UI running back Marcus Coker has gained 380 yards this season with an average of 4.4 yards per carry. The Nittany Lions allow 95 yards on the ground per game and 2.7 yards per carry. Throw out a 111-yard performance by Alabama’s Trent Richardson in week two and the leading ground gainers for Penn State’s opponents have rushed for 22, 43, 50 and 60 yards.

“They’re a fast, strong defense, and they just throw the offensive linemen out of the way,” Coker said. “They’re big and physical; it’s going to be a tough game.”

While Hawkeye quarterback James Vandenberg throws for 273.8 yards a game, the experience-laden Penn State secondary has helped limit opponents to 118 fewer yards (155.4) per outing. On top of that, the Nittany Lions have intercepted six passes as part of their 11 forced turnovers.

“It’s Penn State — they have great players and a great scheme, so as a whole, they’re not going to give you easy plays,” Vandenberg said.

Vandenberg has started two road games in his career and is still searching for his first road victory. More than 106,000 Penn State fans will join their defense in making sure things don’t come easily for Iowa’s starting signal-caller.

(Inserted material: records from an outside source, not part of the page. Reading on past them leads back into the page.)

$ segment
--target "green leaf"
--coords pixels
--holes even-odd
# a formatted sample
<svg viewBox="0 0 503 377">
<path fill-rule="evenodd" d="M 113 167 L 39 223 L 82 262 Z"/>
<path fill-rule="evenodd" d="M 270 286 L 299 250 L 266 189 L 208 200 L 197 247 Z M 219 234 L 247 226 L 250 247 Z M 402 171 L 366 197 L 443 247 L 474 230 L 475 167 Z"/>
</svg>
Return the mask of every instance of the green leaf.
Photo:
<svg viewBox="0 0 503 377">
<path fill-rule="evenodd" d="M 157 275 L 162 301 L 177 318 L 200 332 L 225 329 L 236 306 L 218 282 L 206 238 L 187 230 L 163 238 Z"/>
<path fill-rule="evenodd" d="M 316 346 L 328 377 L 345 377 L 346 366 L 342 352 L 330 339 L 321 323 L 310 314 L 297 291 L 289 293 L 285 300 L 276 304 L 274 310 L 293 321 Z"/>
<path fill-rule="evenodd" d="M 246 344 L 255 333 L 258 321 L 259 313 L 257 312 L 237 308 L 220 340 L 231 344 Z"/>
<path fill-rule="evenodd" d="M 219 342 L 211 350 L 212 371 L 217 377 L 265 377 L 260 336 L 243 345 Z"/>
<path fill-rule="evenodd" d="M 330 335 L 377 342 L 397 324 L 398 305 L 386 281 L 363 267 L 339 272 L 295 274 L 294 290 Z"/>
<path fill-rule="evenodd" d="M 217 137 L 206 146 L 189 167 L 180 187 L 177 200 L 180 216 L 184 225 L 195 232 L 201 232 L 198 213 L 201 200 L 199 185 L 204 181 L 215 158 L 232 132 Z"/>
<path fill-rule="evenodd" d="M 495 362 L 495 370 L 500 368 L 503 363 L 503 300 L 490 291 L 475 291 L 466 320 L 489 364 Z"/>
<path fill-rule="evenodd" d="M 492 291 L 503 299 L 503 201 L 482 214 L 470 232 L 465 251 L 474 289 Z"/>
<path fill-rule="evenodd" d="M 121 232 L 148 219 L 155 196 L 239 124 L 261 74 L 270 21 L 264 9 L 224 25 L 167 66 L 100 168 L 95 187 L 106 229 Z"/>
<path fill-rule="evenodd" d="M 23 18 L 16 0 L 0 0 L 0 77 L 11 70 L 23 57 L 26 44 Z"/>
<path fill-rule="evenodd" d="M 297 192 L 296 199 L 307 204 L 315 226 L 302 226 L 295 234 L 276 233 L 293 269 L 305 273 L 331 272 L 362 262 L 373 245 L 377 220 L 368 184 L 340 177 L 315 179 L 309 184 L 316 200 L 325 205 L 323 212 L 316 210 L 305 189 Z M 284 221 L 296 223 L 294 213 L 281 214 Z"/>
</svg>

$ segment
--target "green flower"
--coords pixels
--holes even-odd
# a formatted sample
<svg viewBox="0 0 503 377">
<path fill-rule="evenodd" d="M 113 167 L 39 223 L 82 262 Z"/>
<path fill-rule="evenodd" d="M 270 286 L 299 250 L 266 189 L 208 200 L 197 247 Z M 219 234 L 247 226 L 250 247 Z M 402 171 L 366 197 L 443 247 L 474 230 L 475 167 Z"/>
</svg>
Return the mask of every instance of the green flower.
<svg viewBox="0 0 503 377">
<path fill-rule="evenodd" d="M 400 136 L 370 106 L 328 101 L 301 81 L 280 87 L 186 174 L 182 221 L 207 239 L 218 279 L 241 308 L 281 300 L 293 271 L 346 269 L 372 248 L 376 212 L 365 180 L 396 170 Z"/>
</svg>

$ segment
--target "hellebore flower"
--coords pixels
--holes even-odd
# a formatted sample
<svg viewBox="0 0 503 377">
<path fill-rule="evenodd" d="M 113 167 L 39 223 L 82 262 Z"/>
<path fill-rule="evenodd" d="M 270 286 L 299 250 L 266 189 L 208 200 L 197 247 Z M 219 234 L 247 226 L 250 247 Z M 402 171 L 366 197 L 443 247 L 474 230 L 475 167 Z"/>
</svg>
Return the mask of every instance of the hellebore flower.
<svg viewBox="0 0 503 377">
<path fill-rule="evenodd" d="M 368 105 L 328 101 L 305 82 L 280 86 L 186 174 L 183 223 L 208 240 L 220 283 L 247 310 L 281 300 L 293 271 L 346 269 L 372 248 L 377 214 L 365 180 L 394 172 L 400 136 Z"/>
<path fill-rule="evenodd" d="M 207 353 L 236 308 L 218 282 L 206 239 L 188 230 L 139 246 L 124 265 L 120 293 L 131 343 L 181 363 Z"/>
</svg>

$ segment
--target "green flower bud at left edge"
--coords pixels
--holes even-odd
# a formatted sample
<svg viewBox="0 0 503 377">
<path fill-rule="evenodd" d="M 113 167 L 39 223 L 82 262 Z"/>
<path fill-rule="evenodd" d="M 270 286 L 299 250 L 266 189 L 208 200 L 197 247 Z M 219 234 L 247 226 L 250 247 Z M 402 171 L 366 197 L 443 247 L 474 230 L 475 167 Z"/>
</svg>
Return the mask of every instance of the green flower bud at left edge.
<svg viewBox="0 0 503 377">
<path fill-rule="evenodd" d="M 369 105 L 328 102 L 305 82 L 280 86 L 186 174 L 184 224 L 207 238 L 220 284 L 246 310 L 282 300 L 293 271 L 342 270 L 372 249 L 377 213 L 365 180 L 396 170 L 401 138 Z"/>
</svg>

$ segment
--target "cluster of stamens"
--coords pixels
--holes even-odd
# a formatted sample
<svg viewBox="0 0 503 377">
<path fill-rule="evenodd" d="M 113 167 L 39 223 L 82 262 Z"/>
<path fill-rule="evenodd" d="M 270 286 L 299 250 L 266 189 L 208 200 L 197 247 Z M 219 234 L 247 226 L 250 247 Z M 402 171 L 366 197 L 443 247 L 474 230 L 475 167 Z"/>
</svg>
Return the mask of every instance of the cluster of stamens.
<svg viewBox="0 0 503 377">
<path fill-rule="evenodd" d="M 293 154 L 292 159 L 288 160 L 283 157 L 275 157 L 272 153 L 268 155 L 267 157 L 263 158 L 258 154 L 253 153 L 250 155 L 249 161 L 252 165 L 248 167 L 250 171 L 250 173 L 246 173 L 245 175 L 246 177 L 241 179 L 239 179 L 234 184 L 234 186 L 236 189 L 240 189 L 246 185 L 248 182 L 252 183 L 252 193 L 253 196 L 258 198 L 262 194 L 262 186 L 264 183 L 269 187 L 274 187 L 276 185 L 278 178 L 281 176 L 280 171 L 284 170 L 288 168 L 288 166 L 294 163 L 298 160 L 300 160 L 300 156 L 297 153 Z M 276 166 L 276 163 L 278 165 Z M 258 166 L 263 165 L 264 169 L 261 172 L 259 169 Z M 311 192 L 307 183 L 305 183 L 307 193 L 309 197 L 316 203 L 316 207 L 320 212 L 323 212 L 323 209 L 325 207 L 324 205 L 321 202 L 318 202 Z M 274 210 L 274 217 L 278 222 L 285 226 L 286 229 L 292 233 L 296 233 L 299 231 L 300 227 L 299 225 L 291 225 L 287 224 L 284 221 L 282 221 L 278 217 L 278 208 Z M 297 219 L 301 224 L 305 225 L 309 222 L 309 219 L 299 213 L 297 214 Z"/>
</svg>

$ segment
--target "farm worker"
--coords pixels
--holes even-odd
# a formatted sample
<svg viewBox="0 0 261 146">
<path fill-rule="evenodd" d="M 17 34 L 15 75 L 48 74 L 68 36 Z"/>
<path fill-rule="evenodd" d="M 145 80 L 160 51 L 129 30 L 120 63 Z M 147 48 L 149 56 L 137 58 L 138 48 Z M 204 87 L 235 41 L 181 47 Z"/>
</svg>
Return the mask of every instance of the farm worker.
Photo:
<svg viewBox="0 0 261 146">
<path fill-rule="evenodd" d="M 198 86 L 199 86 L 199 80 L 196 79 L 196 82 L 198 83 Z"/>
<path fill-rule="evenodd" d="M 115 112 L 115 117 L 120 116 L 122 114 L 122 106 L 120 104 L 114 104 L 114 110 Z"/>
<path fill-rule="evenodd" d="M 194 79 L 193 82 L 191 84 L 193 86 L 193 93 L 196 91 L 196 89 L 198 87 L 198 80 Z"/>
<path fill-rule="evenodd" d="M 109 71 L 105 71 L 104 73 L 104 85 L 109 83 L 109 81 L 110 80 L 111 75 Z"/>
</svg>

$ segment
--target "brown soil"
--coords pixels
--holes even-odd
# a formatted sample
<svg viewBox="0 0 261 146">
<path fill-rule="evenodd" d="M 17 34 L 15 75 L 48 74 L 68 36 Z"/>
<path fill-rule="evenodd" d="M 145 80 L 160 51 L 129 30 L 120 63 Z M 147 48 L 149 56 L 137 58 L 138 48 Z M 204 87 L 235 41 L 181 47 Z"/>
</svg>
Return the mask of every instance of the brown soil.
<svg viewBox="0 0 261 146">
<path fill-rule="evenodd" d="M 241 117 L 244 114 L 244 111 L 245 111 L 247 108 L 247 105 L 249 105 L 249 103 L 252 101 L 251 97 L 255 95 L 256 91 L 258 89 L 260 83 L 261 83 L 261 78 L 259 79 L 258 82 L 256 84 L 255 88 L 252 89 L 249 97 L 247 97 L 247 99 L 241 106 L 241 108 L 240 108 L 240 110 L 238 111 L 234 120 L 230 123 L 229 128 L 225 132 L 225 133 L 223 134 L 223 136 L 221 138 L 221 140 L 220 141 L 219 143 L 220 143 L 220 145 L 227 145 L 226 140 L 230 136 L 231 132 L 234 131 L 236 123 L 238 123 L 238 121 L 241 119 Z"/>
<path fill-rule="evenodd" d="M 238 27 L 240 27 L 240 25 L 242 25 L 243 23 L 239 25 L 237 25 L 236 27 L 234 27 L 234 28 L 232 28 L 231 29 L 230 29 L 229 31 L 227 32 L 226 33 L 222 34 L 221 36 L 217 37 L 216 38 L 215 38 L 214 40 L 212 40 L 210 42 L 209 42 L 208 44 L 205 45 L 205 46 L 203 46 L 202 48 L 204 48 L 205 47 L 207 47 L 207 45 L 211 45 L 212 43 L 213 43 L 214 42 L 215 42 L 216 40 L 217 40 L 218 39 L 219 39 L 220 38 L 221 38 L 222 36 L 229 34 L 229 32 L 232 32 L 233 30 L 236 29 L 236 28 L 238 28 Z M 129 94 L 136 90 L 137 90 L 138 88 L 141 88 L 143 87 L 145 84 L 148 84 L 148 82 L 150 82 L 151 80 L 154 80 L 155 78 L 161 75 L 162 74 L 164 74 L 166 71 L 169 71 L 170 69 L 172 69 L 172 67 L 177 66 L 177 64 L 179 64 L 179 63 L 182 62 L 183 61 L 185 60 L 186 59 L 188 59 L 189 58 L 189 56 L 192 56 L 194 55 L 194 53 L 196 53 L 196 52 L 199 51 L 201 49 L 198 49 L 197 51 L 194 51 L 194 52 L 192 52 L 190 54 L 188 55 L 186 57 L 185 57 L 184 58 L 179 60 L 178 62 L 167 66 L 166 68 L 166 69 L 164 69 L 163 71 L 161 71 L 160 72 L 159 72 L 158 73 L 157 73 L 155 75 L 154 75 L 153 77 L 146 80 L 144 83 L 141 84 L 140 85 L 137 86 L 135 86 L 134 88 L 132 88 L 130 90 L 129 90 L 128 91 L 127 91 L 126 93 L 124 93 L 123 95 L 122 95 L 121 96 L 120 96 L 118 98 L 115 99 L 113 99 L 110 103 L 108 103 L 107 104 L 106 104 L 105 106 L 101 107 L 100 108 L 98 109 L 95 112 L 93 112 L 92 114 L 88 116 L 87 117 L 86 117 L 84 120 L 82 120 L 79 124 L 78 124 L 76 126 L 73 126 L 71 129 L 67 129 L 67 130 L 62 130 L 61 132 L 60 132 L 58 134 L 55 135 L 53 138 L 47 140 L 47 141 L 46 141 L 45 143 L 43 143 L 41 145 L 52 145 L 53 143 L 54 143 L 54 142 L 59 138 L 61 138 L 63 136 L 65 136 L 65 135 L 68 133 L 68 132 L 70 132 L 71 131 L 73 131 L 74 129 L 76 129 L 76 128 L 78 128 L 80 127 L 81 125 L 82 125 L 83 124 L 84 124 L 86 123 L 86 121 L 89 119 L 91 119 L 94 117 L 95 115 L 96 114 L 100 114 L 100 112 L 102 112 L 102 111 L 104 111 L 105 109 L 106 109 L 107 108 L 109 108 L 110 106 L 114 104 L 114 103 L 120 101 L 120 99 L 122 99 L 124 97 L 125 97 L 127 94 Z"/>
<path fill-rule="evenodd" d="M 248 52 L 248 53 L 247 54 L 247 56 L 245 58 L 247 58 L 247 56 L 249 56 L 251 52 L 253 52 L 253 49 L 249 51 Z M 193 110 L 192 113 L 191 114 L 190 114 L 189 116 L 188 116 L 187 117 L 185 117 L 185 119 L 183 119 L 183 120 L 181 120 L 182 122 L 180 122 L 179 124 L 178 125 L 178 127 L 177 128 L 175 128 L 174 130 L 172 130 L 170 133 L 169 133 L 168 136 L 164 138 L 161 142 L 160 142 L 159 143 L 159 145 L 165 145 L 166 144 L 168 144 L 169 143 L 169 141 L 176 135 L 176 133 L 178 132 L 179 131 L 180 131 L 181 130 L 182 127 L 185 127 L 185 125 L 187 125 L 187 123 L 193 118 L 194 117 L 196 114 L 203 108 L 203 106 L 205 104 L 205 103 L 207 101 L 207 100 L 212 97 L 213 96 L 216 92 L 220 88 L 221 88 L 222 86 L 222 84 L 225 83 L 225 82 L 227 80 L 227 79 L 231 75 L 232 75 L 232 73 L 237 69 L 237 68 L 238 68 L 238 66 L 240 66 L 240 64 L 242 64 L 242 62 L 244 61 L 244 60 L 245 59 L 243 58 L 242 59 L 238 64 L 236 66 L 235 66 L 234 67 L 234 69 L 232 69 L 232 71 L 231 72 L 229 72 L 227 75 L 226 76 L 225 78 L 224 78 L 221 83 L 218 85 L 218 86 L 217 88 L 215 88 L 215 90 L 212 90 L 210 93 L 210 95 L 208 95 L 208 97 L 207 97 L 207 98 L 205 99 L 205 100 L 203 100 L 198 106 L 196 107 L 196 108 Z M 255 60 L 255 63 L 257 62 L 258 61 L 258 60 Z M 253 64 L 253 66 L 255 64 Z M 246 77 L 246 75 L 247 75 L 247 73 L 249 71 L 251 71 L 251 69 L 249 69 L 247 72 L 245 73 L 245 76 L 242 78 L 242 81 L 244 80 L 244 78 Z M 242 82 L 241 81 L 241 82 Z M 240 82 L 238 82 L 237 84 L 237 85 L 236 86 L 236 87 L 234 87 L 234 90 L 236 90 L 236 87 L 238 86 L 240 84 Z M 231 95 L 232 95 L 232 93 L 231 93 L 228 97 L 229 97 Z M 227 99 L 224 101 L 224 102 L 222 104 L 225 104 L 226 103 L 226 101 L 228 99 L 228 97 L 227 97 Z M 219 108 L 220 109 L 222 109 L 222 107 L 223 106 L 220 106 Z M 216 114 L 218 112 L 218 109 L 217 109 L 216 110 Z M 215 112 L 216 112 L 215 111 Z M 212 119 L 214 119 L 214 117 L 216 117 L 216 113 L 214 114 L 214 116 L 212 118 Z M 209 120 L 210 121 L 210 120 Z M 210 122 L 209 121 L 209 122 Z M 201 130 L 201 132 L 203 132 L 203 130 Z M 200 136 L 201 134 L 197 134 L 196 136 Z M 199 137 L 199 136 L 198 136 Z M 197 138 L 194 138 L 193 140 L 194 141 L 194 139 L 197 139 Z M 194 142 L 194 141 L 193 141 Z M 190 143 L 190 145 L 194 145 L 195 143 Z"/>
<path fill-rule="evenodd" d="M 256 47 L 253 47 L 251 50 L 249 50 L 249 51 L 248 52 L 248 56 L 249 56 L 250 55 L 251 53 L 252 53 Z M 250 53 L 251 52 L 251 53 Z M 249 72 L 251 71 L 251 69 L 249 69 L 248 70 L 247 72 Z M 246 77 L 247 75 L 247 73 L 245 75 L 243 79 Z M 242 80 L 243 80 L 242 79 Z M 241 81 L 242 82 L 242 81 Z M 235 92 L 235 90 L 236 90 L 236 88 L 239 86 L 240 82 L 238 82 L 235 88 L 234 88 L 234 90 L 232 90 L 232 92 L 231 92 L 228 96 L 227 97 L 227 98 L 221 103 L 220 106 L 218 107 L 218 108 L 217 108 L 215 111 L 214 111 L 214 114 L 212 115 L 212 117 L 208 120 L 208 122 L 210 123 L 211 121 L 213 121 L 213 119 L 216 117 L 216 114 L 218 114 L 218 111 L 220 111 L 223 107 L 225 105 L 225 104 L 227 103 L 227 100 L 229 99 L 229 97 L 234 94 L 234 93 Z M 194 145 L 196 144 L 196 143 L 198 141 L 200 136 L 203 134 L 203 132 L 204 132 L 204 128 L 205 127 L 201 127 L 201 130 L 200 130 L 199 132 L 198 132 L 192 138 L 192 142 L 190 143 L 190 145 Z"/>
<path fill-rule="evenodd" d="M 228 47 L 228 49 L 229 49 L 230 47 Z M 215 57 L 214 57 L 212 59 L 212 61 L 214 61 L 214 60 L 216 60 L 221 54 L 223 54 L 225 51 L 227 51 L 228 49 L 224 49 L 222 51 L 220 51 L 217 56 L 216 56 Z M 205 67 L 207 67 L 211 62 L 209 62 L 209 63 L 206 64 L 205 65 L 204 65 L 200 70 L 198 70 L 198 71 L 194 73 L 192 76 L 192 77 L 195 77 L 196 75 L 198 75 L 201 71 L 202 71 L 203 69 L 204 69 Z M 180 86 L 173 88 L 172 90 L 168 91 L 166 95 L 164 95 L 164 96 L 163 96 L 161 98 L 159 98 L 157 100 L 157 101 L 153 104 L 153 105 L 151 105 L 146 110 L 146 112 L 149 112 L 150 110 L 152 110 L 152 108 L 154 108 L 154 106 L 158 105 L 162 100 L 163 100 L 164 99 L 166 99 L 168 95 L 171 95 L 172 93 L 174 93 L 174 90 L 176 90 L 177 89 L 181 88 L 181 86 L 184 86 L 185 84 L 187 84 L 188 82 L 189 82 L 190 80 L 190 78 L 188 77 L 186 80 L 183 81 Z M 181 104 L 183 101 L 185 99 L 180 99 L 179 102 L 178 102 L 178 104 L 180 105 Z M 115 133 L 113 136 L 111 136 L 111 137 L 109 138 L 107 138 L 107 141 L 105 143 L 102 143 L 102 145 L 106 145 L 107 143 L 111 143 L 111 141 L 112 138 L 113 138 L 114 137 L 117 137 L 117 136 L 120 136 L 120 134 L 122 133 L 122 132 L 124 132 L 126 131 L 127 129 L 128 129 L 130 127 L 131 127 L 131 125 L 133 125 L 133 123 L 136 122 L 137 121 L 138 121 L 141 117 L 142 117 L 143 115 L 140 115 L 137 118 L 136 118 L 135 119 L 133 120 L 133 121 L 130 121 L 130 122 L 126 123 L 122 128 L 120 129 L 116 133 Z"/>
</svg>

“We haven’t won a game on the road this year, so that’s going to be a challenge,” Vandenberg said. “This is something we all look forward to. That’s why we came here to play these Big Ten games in great environments. Penn State definitely has one of those great environments.”

Hawkeye wide receiver Marvin McNutt, Jr., is one touchdown reception from tying Tim Dwight and Danan Hughes for Iowa’s career record of 21. McNutt did not play in the 2008 game between the schools (a 24-23 victory by the Hawkeyes) and was held without a catch during Iowa’s 21-10 win in 2009. Last season he grabbed five passes for 93 yards, leading Iowa to its third victory in a row over the Nittany Lions, 24-3.

“It’s a fun place to play; you love to play up there,” McNutt said. “This is a typical Penn State team — they fly to the ball, they play good defense and they play together, and that helps them. We have to hope we execute better than they do Saturday.”

While McNutt put up big numbers against the Nittany Lions last fall (he had four catches for 73 yards by halftime), vital players like Coker and Vandenberg have yet to play against a Joe Paterno-coached group. It is the league-opener for the Hawkeyes.

“This is the real meat of our season,” Vandenberg said.

“Everybody’s more focused and everybody is looking forward to this game,” added Coker.

“It’s a different season for us,” McNutt said. “This is Big Ten play and every game is going to be tough.”

Iowa averages nearly 38 points a game; Penn State allows 12. The Hawkeyes have won eight of the last nine meetings against the Nittany Lions and five of the last six in Happy Valley.

Throw out the 2007 meeting and it’s safe to say that Iowa traditionally brings one of its better efforts against Penn State. According to Ferentz, one of Iowa’s better efforts will be required again tomorrow.

“Typically Penn State teams do not beat themselves, it’s been that way 40-plus years,” Ferentz said. “You better be ready to play your best and that’s going to be the challenge for us this week. We’ll see if we can get there.”

Kickoff from Beaver Stadium in University Park is scheduled for 2:36 p.m. (CT). The game is nationally televised by ABC and ESPN.